NSW Catholic schools saved taxpayers $480 million in 2018
Catholic Schools NSW (Catholic Schools New South Wales) has today released a report showing its schools saved taxpayers almost half a billion dollars last year and will save more than $2.5 billion by 2022.
The report is the first in a series of three volumes outlining the benefits of the NSW Catholic schools sector, Catholic Schools New South Wales Chief Executive Officer Dallas McInerney said.
“Ernst & Young (EY) has independently calculated that under current funding arrangements, the operation of almost 600 Catholic schools in NSW resulted in a net saving in recurrent government spending of $480 million in 2018.
“This would rise to $2.56 billion in cumulative savings in the five years to 2022,” Mr McInerney said.

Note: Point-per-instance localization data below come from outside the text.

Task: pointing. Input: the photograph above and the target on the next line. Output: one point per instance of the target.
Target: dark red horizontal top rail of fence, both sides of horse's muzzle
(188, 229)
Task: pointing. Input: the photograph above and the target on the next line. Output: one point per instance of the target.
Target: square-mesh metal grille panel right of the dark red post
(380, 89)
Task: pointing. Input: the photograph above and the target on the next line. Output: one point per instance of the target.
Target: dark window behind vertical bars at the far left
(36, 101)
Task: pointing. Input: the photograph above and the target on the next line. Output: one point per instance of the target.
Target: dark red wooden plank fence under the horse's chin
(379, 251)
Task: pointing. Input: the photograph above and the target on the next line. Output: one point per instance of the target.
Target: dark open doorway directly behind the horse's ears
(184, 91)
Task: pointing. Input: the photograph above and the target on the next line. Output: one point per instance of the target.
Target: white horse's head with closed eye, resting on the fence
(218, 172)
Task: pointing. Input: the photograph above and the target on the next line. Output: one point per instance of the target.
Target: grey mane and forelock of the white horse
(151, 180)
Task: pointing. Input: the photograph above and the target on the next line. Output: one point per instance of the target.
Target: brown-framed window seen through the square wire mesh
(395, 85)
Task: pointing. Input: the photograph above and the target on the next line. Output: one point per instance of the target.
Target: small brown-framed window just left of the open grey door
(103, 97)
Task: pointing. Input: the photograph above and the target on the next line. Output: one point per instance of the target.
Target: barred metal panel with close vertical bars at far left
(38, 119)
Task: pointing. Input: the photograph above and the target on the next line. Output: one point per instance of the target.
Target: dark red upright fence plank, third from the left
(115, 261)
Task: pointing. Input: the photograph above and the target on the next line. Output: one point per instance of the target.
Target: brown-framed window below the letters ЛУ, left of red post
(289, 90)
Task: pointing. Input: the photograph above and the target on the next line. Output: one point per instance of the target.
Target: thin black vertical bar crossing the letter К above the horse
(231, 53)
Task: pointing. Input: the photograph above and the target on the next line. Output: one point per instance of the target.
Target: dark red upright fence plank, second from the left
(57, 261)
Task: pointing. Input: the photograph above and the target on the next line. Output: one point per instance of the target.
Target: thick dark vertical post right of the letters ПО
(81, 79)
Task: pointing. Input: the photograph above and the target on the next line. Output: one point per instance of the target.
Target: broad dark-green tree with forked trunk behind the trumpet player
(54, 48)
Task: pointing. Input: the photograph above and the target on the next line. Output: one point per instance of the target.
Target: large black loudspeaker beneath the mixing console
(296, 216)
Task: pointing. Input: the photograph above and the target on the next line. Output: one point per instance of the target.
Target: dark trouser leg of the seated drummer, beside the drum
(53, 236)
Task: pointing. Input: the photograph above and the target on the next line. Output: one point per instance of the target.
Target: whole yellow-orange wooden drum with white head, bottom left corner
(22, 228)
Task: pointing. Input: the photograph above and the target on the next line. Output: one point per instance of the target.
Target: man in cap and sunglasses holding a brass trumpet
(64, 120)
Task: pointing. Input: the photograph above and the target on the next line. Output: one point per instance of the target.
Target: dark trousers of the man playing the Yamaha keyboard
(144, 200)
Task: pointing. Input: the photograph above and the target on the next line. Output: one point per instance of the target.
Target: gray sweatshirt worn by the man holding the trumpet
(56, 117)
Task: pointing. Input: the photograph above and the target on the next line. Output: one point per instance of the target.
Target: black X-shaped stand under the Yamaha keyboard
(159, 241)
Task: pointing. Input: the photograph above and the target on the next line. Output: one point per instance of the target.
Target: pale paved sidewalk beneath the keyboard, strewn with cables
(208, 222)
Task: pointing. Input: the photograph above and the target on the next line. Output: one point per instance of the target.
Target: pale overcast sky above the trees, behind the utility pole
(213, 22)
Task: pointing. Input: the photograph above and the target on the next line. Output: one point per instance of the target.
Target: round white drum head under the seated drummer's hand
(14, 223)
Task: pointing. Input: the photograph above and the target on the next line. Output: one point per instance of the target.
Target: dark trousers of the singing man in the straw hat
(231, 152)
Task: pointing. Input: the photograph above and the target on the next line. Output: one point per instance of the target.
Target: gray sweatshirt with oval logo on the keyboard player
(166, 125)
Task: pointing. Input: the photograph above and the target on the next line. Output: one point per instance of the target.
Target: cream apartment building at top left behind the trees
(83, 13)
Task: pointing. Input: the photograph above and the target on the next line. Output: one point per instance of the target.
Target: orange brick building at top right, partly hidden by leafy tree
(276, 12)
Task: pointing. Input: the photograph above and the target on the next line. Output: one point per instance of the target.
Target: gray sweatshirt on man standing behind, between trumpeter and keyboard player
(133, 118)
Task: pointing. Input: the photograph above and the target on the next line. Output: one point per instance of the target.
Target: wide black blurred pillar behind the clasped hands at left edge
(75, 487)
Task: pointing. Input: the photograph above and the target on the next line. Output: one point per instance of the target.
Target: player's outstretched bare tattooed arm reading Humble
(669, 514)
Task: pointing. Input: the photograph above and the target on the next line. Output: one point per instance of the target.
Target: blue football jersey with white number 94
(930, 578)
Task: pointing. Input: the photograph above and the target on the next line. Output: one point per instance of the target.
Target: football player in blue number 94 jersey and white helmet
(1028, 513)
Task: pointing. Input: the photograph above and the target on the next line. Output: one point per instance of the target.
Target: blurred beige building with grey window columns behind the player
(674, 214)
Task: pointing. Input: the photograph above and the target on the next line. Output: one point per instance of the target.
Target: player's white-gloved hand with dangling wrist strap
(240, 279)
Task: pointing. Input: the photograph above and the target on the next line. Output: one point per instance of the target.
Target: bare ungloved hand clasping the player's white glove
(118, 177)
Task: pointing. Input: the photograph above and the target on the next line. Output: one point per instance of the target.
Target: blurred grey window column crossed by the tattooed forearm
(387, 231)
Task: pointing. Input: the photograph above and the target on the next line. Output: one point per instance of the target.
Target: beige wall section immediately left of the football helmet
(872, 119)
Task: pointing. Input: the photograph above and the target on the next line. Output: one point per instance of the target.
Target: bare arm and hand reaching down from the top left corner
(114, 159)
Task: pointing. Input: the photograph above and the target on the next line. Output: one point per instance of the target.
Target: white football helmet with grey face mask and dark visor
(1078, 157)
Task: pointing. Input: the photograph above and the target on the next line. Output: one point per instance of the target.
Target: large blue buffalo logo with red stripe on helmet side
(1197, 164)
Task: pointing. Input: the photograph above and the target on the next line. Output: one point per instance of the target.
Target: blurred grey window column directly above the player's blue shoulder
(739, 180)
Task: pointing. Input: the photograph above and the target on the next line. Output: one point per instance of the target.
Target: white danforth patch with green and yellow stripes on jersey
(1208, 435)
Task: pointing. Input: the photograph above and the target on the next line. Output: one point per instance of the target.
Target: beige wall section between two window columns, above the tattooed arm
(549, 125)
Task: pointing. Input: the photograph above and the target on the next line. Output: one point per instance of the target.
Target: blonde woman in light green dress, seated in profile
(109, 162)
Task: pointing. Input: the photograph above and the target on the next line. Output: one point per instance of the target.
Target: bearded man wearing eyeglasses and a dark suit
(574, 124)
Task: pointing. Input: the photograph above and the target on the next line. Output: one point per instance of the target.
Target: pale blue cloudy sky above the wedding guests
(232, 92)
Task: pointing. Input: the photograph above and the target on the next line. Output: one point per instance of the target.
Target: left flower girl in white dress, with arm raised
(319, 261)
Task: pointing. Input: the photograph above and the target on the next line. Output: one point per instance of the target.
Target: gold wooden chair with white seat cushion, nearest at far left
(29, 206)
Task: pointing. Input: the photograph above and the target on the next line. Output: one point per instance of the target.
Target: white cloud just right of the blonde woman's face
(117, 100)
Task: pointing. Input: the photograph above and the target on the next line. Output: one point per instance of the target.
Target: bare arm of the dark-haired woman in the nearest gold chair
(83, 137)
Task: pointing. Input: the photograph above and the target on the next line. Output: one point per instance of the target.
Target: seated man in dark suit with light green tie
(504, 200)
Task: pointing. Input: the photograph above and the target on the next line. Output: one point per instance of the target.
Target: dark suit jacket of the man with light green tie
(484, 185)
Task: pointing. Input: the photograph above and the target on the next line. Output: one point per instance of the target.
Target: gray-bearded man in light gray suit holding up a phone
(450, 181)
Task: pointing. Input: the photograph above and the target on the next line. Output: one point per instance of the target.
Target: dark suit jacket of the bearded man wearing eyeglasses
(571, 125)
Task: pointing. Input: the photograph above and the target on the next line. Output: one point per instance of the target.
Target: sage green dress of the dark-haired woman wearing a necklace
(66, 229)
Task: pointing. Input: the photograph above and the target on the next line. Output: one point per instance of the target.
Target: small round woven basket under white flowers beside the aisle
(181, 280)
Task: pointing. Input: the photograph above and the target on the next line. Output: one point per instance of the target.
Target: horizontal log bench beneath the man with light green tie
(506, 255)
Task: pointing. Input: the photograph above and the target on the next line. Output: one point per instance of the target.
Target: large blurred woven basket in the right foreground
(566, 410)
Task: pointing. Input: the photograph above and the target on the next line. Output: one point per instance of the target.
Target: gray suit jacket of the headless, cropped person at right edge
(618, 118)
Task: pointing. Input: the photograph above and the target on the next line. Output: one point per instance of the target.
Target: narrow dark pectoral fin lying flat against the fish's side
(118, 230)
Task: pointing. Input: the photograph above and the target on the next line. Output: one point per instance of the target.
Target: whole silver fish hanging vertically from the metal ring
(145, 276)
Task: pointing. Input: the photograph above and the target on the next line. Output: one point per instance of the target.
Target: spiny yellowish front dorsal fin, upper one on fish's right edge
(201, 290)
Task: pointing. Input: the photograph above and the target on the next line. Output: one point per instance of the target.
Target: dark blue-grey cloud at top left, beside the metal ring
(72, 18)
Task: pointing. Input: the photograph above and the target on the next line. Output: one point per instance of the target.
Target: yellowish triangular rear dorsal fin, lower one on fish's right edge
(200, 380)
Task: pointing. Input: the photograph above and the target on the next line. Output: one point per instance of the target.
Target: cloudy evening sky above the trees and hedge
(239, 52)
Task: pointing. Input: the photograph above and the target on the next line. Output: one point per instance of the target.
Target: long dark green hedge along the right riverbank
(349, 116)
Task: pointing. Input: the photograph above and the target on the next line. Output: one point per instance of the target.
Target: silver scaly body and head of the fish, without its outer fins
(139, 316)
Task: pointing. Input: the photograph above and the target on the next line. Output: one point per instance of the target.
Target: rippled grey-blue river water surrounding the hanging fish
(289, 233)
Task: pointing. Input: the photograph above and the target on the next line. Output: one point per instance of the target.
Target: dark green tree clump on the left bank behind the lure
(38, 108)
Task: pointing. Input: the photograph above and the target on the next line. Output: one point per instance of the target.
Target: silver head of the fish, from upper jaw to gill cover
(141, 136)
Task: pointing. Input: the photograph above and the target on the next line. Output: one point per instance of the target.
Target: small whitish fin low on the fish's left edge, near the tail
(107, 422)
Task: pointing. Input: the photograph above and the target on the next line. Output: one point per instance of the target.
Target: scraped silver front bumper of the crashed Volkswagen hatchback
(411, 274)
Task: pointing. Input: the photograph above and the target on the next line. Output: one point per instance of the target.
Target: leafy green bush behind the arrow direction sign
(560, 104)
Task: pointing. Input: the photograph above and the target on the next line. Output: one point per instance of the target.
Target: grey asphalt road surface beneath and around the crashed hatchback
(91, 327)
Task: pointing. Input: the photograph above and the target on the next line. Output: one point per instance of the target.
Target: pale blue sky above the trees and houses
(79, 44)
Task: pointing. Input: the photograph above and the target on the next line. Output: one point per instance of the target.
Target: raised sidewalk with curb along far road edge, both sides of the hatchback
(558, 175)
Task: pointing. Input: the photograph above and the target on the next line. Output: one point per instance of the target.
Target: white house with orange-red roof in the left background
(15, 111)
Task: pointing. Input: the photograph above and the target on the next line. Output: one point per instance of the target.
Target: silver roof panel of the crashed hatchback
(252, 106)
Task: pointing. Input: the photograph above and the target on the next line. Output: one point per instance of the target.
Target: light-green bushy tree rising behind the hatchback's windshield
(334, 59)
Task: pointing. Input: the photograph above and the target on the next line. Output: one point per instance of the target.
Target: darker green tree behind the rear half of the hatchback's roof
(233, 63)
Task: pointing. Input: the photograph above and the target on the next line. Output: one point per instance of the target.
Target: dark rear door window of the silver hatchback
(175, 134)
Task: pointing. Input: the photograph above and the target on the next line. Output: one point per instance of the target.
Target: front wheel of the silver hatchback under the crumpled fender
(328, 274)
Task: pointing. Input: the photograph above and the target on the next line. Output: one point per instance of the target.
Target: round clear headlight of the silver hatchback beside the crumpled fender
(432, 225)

“EY’s modelling also found that if the NSW Government were required to educate all students currently enrolled in NSW Catholic schools, it would need to spend up to $7.9 billion in capital to develop the necessary schools.”
Mr McInerney said some 90% of the funding used to build or upgrade Catholic schools – which educate one in five NSW students – currently comes from private contributions, parents and families.
“This report shows that rather than drawing funds away from government schools, NSW Catholic schools actually free up funding for governments to invest in public schools and other areas.”
Mr McInerney said governments partially fund Catholic schools to ensure they remain affordable to most NSW families and share the load of educating the state’s almost 1.3 million students.
The basic annual cost of a school education, estimated annually by the Federal Government, is more than $11,000 per primary student and more than $14,000 per secondary student in 2019.
“Without government funding support, many families could not afford the full cost of a Catholic education for their children and would need to enrol them in public schools, resulting in a significantly increased cost burden for taxpayers.
“The twin benefits of this funding model are that governments reduce their overall financial obligation while supporting the right of parents to choose an education that reflects the values they wish to instil in their children – a long settled bipartisan policy in Australia.”
Mr McInerney said the benefits of parallel school sectors are many and will be the subject of a three-volume series of reports, The Case for Catholic Schools.
“Volume 1 highlights the economic contribution made to NSW by Catholic education, while illustrating the scale of its operation across the state. The full report of Volume 1 is available online.”
There are almost 600 Catholic schools in NSW, educating more than a quarter of a million students and employing some 30,000 teaching and other staff.